The teams were randomly assigned, and Russ and Tina ended up on the same team again with a lady, Ivonne. Oh joy. They both made efforts to work better, but it still had issues. From what we saw, Tina was scattered and not really focused on anything.
So each team had to build a Skeksis from their selected environment (decaying forest, desert, frozen wasteland), work with a professional puppeteer, but also each person had to operate some puppetry themselves. They were given three days this time.
One team doing the frozen wasteland came up with the concept of finding and killing an animal and using the hide as a coat. They had a pretty good sculpt for the face, and animatronics for the eyelids and nose. They had puppet hands operated by a team member. But the eyes were a little wideset and the judges commented you couldn’t really see both eyes at once.
The second team doing the decaying forest had a very good facial sculpt and paint with animatronic eyes, eyelids, and eyebrows. The body was built extra lightweight, which made it far easier on the puppeteer carrying it around. They had a second puppet, a tiny creature (the “Chicken Bug”) to interact with. It went over well. One of the moving parts was a feathered crest that was supposed to pop up that was not very dramatic and easily missed.
The third team had the desert, and that was the team with Russ and Tina. Russ sculpted a pretty good face, but put the eyes deepset and they were a little too deepset, you couldn’t really see in to see the eyeballs and if they worked. Tina worked on the animatronics for the eyes, plus she built the puppet hands and worked the hands in the creature with the puppeteer. She had a decent concept, but the hand gestures didn’t really function right.
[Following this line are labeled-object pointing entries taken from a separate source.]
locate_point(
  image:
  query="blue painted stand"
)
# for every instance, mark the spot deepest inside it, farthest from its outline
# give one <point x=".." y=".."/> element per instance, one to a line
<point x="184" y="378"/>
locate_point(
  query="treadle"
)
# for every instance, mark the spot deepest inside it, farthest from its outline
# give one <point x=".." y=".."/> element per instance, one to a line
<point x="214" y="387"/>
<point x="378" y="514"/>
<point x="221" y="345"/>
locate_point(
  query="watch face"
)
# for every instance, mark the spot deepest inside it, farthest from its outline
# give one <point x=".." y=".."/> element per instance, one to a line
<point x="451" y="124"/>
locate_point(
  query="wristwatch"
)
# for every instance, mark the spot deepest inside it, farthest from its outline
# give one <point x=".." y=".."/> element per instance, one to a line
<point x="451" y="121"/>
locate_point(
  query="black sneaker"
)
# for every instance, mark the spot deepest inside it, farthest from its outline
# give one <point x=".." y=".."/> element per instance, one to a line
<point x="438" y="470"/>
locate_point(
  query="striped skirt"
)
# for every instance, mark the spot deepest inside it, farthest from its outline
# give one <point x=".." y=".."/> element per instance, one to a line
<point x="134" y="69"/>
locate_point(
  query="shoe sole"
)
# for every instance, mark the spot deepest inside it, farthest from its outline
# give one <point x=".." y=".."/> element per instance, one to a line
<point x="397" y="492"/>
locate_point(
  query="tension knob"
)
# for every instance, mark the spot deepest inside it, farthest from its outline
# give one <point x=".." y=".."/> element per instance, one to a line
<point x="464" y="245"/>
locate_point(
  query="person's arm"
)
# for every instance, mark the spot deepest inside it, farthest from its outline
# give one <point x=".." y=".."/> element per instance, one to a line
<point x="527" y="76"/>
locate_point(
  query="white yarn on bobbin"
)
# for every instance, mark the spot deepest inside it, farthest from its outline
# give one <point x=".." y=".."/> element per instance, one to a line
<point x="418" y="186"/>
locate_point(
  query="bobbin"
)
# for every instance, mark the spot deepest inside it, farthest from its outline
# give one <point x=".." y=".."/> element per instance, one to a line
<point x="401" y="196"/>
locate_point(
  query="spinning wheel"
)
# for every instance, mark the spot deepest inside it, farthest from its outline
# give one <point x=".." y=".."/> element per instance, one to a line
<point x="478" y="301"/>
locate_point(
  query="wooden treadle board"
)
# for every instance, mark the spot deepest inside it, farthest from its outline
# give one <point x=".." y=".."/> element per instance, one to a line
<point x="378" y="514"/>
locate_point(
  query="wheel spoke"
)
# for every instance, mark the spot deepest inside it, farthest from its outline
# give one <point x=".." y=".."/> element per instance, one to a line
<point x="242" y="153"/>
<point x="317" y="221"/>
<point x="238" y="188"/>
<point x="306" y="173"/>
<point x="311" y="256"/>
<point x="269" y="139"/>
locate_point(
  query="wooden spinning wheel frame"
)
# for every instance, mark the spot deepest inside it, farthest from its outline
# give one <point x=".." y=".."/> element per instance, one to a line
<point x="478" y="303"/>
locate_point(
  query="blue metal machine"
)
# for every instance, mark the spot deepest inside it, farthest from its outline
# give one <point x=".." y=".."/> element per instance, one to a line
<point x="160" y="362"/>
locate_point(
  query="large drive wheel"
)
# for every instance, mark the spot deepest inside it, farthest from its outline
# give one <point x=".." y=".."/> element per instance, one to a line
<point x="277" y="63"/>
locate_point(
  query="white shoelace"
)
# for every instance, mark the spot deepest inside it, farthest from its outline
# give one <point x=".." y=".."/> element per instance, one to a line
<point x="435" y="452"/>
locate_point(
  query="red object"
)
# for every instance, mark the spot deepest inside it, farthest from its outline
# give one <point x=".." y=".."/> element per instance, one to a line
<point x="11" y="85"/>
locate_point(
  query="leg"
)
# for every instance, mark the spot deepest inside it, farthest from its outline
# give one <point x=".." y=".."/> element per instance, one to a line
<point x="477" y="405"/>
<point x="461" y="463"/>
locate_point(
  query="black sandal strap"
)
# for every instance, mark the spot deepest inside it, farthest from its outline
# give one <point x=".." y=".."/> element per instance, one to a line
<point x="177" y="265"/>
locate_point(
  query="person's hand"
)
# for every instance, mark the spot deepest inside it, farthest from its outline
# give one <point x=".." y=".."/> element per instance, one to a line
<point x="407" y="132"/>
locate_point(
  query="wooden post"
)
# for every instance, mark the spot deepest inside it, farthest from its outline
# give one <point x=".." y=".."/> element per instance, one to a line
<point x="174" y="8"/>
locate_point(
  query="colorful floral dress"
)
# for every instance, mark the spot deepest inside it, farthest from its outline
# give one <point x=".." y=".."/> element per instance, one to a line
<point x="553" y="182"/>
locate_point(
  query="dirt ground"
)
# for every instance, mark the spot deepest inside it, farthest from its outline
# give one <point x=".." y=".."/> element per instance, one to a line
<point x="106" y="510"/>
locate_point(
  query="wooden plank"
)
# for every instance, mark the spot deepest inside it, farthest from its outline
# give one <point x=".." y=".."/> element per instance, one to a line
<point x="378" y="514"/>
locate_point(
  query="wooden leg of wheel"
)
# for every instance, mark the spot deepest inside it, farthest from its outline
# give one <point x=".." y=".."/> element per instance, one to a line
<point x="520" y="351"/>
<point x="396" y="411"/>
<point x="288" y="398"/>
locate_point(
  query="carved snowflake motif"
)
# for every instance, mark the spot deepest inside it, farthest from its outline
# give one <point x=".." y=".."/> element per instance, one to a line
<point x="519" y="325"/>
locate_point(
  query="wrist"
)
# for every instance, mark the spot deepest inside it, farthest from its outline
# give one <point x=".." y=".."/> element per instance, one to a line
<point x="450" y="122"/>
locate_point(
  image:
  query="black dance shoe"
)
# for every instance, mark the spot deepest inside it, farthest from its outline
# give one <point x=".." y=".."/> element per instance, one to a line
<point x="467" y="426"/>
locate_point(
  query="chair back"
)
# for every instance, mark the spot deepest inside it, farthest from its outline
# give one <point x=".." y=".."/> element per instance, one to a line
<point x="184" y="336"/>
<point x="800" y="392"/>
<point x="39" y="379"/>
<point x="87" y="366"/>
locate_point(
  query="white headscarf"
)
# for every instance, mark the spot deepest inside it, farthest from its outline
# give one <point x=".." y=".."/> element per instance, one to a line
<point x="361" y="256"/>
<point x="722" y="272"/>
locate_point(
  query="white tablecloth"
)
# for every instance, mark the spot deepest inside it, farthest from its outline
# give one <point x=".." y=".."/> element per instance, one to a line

Ivonne did the costuming and body shell, but she left the fabrics too pretty and intact, so instead of looking weathered and dirty in the desert, they looked pretty pristine. And then Tina built a secondary creature to accompany their Skeksis and they rigged it with a peeing stream, so the Skeksis could drink it’s urine. None of the animatronics really worked - the eyeball didn’t function and the hands didn’t really work and the peeing creature didn’t move.
But this set up one of the most brilliantly executed moves I think I’ve seen on one of these shows. So during building, Tina started the eye animatronics but wasn’t getting them to work so Russ stepped in to fix them. Well, they still didn’t work. So when it came time to tell the judges who did what, Russ didn’t mention the animatronics and let Tina say that she built the eye. Then the judges commented they really didn’t see it work, so Russ handed Tina the controller to operate. Tina had been in the puppet working the hands, so she didn’t know about the eye failure, so she tries to operate it and sees it not work, and then makes that observation. So boom she’s just declared she was the one who did the work, and now it’s not functioning. And even though Russ had the controller during their screen test, she was the one who pointed out the failure.
Anyway, the winner was the guy who did the operating Skeksis head with three sets of animatronics, a great sculpt, and great paint. And the eliminated contestant was Tina.
What I like about this show, though, is the judges are very good at pointing out the strengths and weaknesses for every contestant. They mention the good things and the bad things, and small details like the frill needed to be more dramatic, or the winning head had a ruffle under it that was unclear whether it was costume or flesh, or the eyes on the other creature being too wide-set and not able to see directly in front of it.